Special Events
Special Events at CEC
FRIDAY, OCTOBER 31: Trunk or Treat
5 – 6:30 p.m. in the CEC French St. Parking lot behind the FMC. Christ Church is once again hosting our annual Trunk or Treat on Halloween evening to provide a fun, safe, family-friendly event for our neighbors and schools. Plan to be part of the fun. We need parishioners to decorate their cars and come hand out candy to all the little goblins. Bring your kids and grandkids as well. Contact Karen Von Der Bruegge (karenv@cecsa.org) to reserve a parking space for your “trunk”.
SUNDAY, NOVEMBER 2: All Saints Sunday 2025
The adult choir and a 21-piece orchestra will offer special music on All Saints’ Sunday and the 9 & 11 a.m. services. Along with past years' favorites, the featured work, “When the Saints Go Marching In,” by John Rutter, is guaranteed to raise the roof with a full-blown arrangement of this spiritual classic.

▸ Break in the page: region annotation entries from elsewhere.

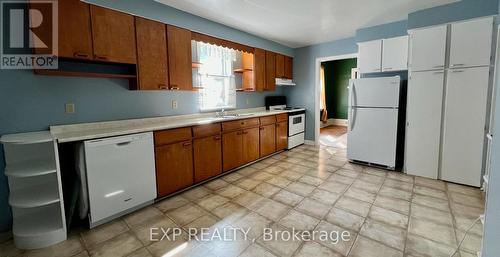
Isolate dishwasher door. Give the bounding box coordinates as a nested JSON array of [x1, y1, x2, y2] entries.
[[84, 133, 156, 224]]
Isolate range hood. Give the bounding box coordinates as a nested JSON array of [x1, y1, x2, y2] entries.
[[276, 78, 295, 86]]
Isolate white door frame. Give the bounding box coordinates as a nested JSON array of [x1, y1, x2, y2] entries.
[[314, 53, 358, 145]]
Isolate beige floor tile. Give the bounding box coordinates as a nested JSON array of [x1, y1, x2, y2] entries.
[[215, 185, 246, 199], [255, 199, 290, 221], [405, 234, 455, 257], [349, 236, 403, 257], [24, 236, 84, 257], [309, 188, 340, 205], [344, 186, 377, 203], [318, 181, 349, 194], [132, 216, 178, 245], [314, 218, 357, 255], [239, 244, 276, 257], [167, 204, 206, 226], [368, 206, 408, 229], [181, 187, 210, 201], [273, 189, 304, 207], [295, 198, 331, 219], [89, 232, 142, 257], [82, 220, 128, 247], [252, 183, 281, 197], [411, 203, 453, 226], [325, 208, 365, 231], [279, 210, 319, 231], [233, 212, 272, 239], [412, 194, 450, 212], [334, 196, 371, 217], [378, 185, 412, 201], [257, 222, 302, 257], [373, 195, 410, 215], [285, 182, 315, 196], [408, 217, 457, 246], [413, 185, 448, 200], [351, 179, 382, 194], [299, 175, 324, 187], [294, 242, 342, 257], [359, 219, 406, 251], [236, 178, 262, 190], [197, 195, 229, 211]]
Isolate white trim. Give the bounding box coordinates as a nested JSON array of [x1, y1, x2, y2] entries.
[[314, 53, 358, 145]]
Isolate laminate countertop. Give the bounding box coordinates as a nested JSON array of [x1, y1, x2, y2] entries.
[[50, 107, 305, 143]]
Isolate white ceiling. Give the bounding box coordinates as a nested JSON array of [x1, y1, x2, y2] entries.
[[156, 0, 457, 48]]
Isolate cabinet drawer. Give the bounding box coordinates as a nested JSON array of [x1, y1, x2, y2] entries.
[[260, 115, 276, 126], [155, 127, 192, 146], [222, 118, 260, 131], [276, 113, 288, 122], [193, 123, 221, 138]]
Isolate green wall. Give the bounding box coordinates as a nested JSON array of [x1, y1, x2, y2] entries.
[[321, 58, 357, 119]]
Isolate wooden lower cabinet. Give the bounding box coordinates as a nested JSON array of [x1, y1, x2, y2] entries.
[[241, 128, 260, 165], [276, 121, 288, 151], [260, 123, 277, 157], [222, 130, 243, 171], [193, 135, 222, 183], [155, 140, 194, 197]]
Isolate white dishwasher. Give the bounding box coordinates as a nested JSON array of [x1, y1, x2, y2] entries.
[[79, 133, 156, 228]]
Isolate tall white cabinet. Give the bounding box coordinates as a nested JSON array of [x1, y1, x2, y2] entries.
[[405, 17, 493, 187]]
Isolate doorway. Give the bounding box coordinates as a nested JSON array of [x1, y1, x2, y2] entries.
[[316, 56, 358, 149]]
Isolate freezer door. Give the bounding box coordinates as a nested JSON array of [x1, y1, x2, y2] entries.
[[347, 108, 398, 168], [349, 76, 401, 108]]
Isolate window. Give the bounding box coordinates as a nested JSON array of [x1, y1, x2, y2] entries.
[[192, 41, 236, 111]]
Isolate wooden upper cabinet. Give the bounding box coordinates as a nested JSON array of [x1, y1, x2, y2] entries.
[[58, 0, 93, 59], [285, 56, 293, 79], [135, 17, 168, 90], [90, 5, 136, 64], [167, 25, 193, 90], [276, 54, 285, 78], [264, 51, 276, 91], [253, 48, 266, 91]]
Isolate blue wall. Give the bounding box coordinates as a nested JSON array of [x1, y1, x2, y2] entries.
[[0, 0, 293, 232]]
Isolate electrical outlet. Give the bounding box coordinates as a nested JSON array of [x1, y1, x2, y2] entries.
[[64, 103, 75, 113]]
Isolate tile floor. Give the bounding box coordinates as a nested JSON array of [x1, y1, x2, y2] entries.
[[0, 146, 484, 257]]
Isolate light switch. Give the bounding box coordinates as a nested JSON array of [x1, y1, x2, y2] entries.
[[64, 103, 75, 113]]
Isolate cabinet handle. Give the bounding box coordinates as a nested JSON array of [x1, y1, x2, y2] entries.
[[73, 52, 89, 59]]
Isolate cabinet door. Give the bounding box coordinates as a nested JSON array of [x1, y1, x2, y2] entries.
[[441, 67, 489, 187], [222, 131, 243, 171], [276, 54, 285, 78], [253, 48, 266, 91], [382, 36, 408, 71], [450, 17, 493, 68], [409, 25, 447, 71], [260, 124, 276, 157], [167, 25, 193, 90], [58, 0, 93, 59], [242, 128, 260, 164], [155, 140, 193, 197], [358, 40, 382, 73], [285, 56, 293, 79], [90, 5, 136, 64], [405, 71, 444, 179], [135, 17, 168, 90], [265, 51, 276, 91], [276, 121, 288, 151], [193, 135, 222, 183]]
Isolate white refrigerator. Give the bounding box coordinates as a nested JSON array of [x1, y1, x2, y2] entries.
[[347, 76, 401, 169]]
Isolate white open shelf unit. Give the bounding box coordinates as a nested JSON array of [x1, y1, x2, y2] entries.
[[0, 131, 67, 249]]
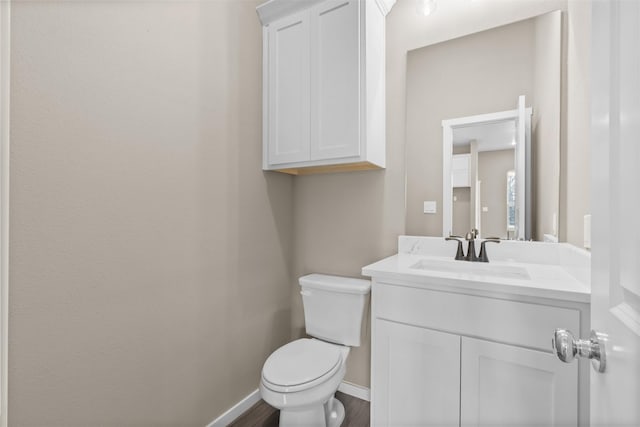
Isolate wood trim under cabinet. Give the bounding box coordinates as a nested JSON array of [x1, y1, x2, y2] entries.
[[274, 162, 384, 175]]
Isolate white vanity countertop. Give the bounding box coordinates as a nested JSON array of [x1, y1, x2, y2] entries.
[[362, 236, 591, 303]]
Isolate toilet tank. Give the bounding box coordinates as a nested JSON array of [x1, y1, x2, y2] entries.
[[300, 274, 371, 347]]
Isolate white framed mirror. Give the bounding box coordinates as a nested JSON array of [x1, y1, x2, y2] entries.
[[442, 95, 533, 240]]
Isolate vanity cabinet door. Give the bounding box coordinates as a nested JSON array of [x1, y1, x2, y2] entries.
[[311, 0, 361, 160], [268, 11, 310, 165], [371, 319, 460, 427], [460, 337, 578, 426]]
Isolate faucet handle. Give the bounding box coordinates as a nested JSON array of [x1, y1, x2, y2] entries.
[[444, 236, 465, 261], [478, 237, 500, 262], [465, 228, 478, 240]]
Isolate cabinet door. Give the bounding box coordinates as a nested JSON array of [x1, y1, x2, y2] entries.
[[460, 337, 578, 426], [371, 319, 460, 427], [268, 11, 310, 165], [311, 0, 361, 160]]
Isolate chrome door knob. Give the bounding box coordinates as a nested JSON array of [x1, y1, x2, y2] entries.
[[551, 329, 606, 372]]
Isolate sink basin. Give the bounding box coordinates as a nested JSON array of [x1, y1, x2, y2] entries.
[[409, 259, 531, 280]]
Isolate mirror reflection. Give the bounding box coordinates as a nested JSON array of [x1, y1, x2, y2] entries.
[[442, 96, 532, 240], [405, 11, 562, 241]]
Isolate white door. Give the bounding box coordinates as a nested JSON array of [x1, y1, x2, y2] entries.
[[583, 0, 640, 426], [311, 0, 363, 160], [371, 319, 460, 427], [268, 11, 310, 165], [460, 337, 578, 427]]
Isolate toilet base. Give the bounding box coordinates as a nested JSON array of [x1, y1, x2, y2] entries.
[[280, 396, 344, 427], [324, 396, 344, 427]]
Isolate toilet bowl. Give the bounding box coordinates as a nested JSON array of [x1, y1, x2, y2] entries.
[[260, 274, 371, 427]]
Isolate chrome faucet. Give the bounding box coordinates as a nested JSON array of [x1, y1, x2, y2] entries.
[[465, 228, 479, 262], [445, 228, 500, 262], [444, 236, 466, 261]]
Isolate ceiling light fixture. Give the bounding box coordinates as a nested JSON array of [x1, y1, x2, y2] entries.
[[417, 0, 436, 16]]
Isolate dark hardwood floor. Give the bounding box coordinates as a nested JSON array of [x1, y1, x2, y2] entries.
[[230, 392, 369, 427]]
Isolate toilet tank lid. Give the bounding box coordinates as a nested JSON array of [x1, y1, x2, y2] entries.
[[300, 274, 371, 295]]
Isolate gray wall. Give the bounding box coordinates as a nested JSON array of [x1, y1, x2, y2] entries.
[[478, 150, 515, 239], [8, 1, 293, 427], [406, 19, 536, 236]]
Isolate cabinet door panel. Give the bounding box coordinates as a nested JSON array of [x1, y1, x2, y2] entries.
[[371, 319, 460, 426], [460, 337, 578, 427], [268, 12, 310, 164], [311, 0, 361, 160]]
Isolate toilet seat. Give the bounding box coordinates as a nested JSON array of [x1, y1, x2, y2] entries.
[[262, 338, 343, 393]]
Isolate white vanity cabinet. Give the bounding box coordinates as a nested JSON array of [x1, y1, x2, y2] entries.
[[371, 276, 589, 427], [258, 0, 395, 175]]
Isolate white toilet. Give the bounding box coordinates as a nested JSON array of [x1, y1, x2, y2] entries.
[[260, 274, 371, 427]]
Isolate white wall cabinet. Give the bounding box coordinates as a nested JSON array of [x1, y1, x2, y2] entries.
[[371, 278, 589, 426], [258, 0, 395, 175]]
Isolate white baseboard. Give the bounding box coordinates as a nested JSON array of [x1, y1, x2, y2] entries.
[[338, 381, 371, 402], [207, 381, 371, 427], [207, 389, 260, 427]]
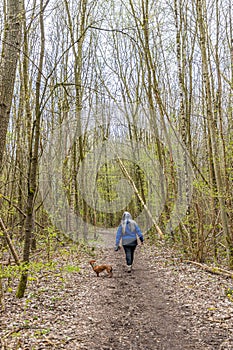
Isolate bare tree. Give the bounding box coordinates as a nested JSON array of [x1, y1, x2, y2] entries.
[[0, 0, 23, 169]]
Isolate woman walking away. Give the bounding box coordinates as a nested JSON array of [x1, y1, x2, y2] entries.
[[115, 211, 144, 273]]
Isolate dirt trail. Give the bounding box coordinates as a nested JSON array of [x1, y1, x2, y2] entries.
[[80, 248, 200, 350], [0, 231, 233, 350]]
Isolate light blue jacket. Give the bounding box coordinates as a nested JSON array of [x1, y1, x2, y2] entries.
[[116, 212, 144, 247]]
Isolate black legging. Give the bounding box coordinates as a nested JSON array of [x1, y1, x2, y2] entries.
[[123, 245, 136, 266]]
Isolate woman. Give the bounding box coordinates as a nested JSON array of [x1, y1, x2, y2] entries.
[[115, 211, 144, 273]]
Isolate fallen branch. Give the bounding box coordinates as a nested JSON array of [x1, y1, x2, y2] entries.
[[0, 218, 20, 265], [0, 193, 44, 229], [183, 260, 233, 279], [117, 156, 164, 238]]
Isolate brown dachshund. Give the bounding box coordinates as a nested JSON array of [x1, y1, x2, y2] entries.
[[89, 260, 112, 278]]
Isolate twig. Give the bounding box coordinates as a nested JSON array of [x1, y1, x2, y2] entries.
[[0, 218, 20, 265], [183, 260, 233, 278]]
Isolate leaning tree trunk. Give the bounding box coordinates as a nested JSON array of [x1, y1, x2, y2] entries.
[[16, 0, 48, 298], [0, 0, 23, 169]]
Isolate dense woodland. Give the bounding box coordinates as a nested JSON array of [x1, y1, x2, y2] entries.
[[0, 0, 233, 297]]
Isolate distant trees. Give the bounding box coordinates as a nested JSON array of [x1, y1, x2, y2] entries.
[[0, 0, 233, 295]]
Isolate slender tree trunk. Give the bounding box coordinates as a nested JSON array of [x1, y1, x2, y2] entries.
[[197, 0, 233, 267], [16, 0, 48, 298], [0, 0, 23, 169]]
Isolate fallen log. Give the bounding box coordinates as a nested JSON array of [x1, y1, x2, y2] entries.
[[183, 260, 233, 279]]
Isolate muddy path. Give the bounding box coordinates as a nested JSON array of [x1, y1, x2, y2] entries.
[[0, 228, 233, 350]]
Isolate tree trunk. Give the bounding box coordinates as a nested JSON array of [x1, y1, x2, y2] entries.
[[0, 0, 23, 169]]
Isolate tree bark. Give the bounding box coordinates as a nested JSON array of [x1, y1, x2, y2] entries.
[[0, 0, 23, 169]]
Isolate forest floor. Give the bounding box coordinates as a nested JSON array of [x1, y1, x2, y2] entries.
[[0, 228, 233, 350]]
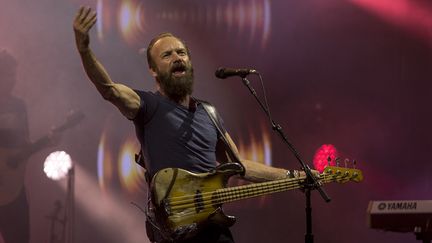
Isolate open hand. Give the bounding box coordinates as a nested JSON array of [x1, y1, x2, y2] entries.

SUNDAY, NOVEMBER 2: All Souls Service - Commemoration of All Faithful Departed
Join us at 5 p.m. in the evening for our All Souls Service as we remember and honor those who have passed away this year. During the service, we will read aloud the names of the departed. If you have lost a loved one this past year and would like their name included, please submit it to Karen at karenv@cecsa.org by October 24.
All Saints and All Souls Explained:
In the New Testament, the word “saints” is used to describe the entire membership of the Christian community, and in the Collect for All Saints’ Day the word “elect” is used in a similar sense. From very early times, however, the word “saint” came to be applied primarily to persons of heroic sanctity, whose deeds were recalled with gratitude and admiration by later generations.
Beginning in the tenth century, it became customary to set aside another day on which the church remembered that vast body of the faithful who, though no less members of the company of the redeemed, are unknown in the wider fellowship of the church. It was also a day for particular remembrance of family members and friends. Although those in this wider body of the faithful are no less part of the communion of saints than those persons whose particular sanctity is celebrated on All Saints’ Day, the liturgical mood of the two days is nevertheless quite different, as the joy and exultation of All Saints’ Day transitions to the much more personal remembrances and griefs of All Souls’ Day.
Although the observance of All Souls’ Day was abolished at the Reformation because of abuses connected with masses for the dead, a renewed understanding of its meaning has led to a widespread acceptance of this commemoration among Anglicans, and to its inclusion as an optional observance in the calendar of the Episcopal Church.
*This information about All Souls Day is from Lesser Feasts & Fasts, 2022, an official book of liturgies approved by the General Convention of the Episcopal Church.